5 comments

  • kurmiashish 6 hours ago
    Disclaimer: I am a co-founder of StepSecurity.

    StepSecurity Harden-Runner detected this security incident by continuously monitoring outbound network calls from GitHub Actions workflows and generating a baseline of expected behaviors. When the compromised tj-actions/changed-files Action was executed, Harden-Runner flagged it due to an unexpected endpoint appearing in the network traffic—an anomaly that deviated from the established baseline. You can checkout the project here: https://github.com/step-security/harden-runner

  • mdaniel 1 hour ago
    The semgrep URL about this seems to have won the submission lottery: https://news.ycombinator.com/item?id=43368870
  • varunsharma07 6 hours ago
  • jasonthorsness 6 hours ago
    Wow that's scary, they updated tons of tags to an offending random commit.
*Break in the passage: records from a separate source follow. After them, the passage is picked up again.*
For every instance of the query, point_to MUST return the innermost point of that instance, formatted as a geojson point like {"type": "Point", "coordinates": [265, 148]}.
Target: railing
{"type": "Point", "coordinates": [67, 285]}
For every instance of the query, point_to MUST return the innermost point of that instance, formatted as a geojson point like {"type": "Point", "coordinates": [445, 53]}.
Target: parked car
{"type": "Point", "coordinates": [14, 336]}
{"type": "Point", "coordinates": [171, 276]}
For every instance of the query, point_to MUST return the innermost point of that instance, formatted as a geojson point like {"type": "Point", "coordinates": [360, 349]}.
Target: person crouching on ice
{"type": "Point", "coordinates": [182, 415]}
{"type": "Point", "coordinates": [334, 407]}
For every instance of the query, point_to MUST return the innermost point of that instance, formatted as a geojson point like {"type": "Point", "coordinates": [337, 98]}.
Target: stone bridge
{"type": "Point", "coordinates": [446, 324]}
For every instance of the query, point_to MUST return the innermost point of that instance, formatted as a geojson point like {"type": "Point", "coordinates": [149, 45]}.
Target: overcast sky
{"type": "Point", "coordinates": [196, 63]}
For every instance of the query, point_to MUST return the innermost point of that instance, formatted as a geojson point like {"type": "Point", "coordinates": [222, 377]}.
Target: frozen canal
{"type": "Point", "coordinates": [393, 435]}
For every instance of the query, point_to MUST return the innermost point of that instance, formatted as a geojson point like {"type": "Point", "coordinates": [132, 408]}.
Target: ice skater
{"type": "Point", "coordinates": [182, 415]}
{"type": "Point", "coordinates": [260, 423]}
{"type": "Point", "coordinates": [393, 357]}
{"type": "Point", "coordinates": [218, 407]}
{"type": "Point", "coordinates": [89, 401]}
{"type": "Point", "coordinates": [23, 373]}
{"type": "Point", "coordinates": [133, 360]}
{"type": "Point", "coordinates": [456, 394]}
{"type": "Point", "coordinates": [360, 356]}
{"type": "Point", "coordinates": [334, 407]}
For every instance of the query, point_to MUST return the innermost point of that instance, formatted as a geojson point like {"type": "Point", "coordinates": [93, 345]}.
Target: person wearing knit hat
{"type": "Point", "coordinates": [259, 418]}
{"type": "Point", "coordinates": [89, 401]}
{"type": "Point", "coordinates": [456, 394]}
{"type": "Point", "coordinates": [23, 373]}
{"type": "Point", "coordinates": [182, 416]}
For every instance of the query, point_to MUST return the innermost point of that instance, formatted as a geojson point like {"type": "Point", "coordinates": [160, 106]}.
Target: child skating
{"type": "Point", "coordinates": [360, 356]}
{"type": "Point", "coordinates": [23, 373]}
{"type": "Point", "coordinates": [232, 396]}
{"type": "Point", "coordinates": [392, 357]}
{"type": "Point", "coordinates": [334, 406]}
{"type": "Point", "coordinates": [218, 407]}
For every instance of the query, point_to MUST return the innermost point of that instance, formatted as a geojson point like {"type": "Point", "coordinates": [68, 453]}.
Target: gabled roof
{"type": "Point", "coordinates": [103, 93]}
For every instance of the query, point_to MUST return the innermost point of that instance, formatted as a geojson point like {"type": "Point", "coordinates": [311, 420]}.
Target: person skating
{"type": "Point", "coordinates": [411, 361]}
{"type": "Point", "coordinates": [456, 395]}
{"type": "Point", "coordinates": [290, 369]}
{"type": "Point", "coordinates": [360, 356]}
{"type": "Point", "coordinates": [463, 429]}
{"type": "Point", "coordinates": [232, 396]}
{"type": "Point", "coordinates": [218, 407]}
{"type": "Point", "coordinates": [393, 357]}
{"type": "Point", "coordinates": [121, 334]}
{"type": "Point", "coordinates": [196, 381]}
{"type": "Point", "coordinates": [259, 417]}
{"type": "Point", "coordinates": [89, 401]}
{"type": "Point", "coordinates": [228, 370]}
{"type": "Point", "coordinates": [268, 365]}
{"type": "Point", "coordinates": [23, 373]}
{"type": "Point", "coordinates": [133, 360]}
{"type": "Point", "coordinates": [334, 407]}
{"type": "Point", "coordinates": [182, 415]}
With the way repositories are included in automation and the fact that this adjusted the tags of older versions (so not requiring an upgrade) this sort of attack can have a huge impact very quickly :(.

    Maybe GitHub should have some kind of security setting a repo owner can make that locks-down things like old tags so after a certain time they can't be changed.

  • varunsharma07 7 hours ago
    What Happened? • The compromised Action executes a Python script that dumps CI/CD secrets from the Runner Worker process. • Multiple v35 tags were modified four hours ago, indicating a recent supply chain attack. • The malicious behavior can be observed in StepSecurity Harden-Runner insights, showing the Action downloading and executing an unauthorized script.